Who says gardens are boring in Winter?
Many English gardens look amazing all year round because they have a good green architecture as the backbone of the garden. You only have to think of the solid yew hedges in many large country gardens used to divide the garden into ‘rooms’. Places such as Hidcote, the Arts and Crafts garden near Chipping Campden, typifies this style of design.

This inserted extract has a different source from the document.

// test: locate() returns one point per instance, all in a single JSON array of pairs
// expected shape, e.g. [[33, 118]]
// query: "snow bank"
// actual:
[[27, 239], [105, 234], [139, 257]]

Topiary is used extensively to create that much needed winter structure, the most common plants used are Box (Buxus) and Yew (Taxus) – shaped into balls, cones, or many other inventive shapes. Levens Hall in Cumbria is the finest, oldest and most extensive topiary garden in the world with over 100 pieces clipped to unusual designs. Since the onset of box blight some alternatives are now being used such as Ilex Crenata.
So think structure….
Bamboo is one of those plants that people fear because it is invasive but it is lush, evergreen, architectural and gives both movement and sound which few other plants except grasses can. It is also fast growing. Bamboo is defined by how the rhizomes grow: either runners and clump-formers. The runners are more difficult to control as their underground rhizomes will always try to spread. These include Sasa, Pleioblastus, Sasaella and Phyllostachys. Clump-forming bamboos tend not to be invasive and include Fargesia, Bambusa and Chusquea. If you chose to plant an invasive variety you will need to surround it with root barriers.
The colour of the cane can vary from the black Phyllostachys nigra, the yellow Phyllostachys aurea or the lime green Phyllostachys viridiglaucescens. Most bamboo likes sun but Fargesia is particularly good where sunlight is limited.
For ideas visit the Bamboo Garden at Kew or the Bamboo Labyrinth at Alnwick in Northumberland.